- The European Commission and president-elect Jean-Claude Juncker has decided to cede all control over EU drug-related decisions -- including the European Medicines Agency (EMA) -- from the Directorate-General for Health and Consumers over to the Directorate-General for Enterprise and Industry and the pharmaceutical industry.
- Advocacy groups like Health Action International (HAI) warn that this move is not in the best interest of consumers and patients.
- Data transparency advocates expressed particular outrage at the decision, arguing that it will greatly set back the clinical trial sunshine movement.
Some onlookers contend that clinical trial transparency in the EU is now in jeopardy.

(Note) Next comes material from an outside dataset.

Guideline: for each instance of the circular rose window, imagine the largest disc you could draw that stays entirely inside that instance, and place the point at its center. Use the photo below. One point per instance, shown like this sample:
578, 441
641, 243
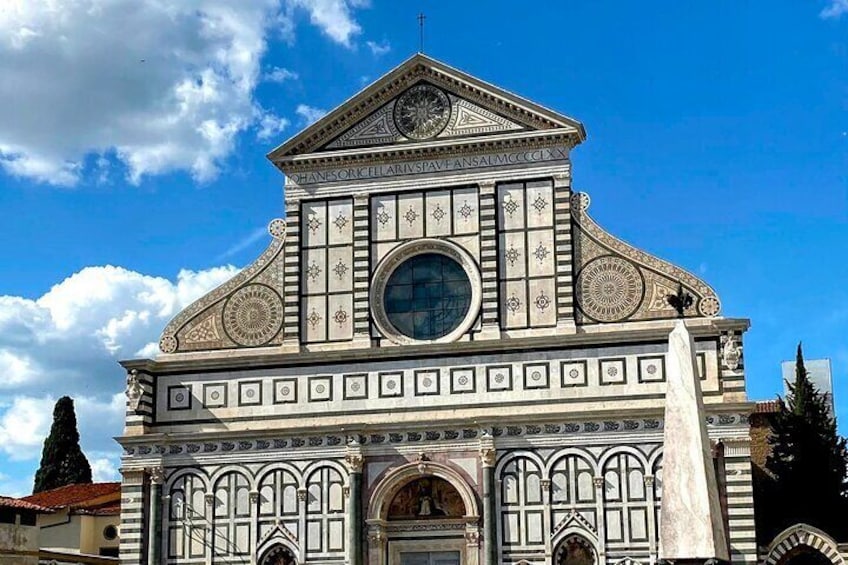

The EMA has been largely spearheading the transparency movement, which has gotten significant pushback from many in the pharma industry who feel it is being pursued too aggressive and rapidly.
Many groups, including the HAI and the European Public Health Alliance, have characterized Juncker and the Commission's decision as bad for public health and the well-being of patients in the EU. Some cite the DG for Enterprise and Industry's prior failure to efficiently coordinate public health emergency responses during crises such as the H1N1 flu pandemic.
Organizations like HAI also noted the potential setbacks for transparency campaigns. “EMA had encountered significant opposition to its policy on public access to clinical trial data from the pharmaceutical industry in the last year," said the group in a statement. "Now, the strong opposition from the industry will be more loudly heard by the EMA, and will most likely jeopardise independent review and, ultimately, patient safety."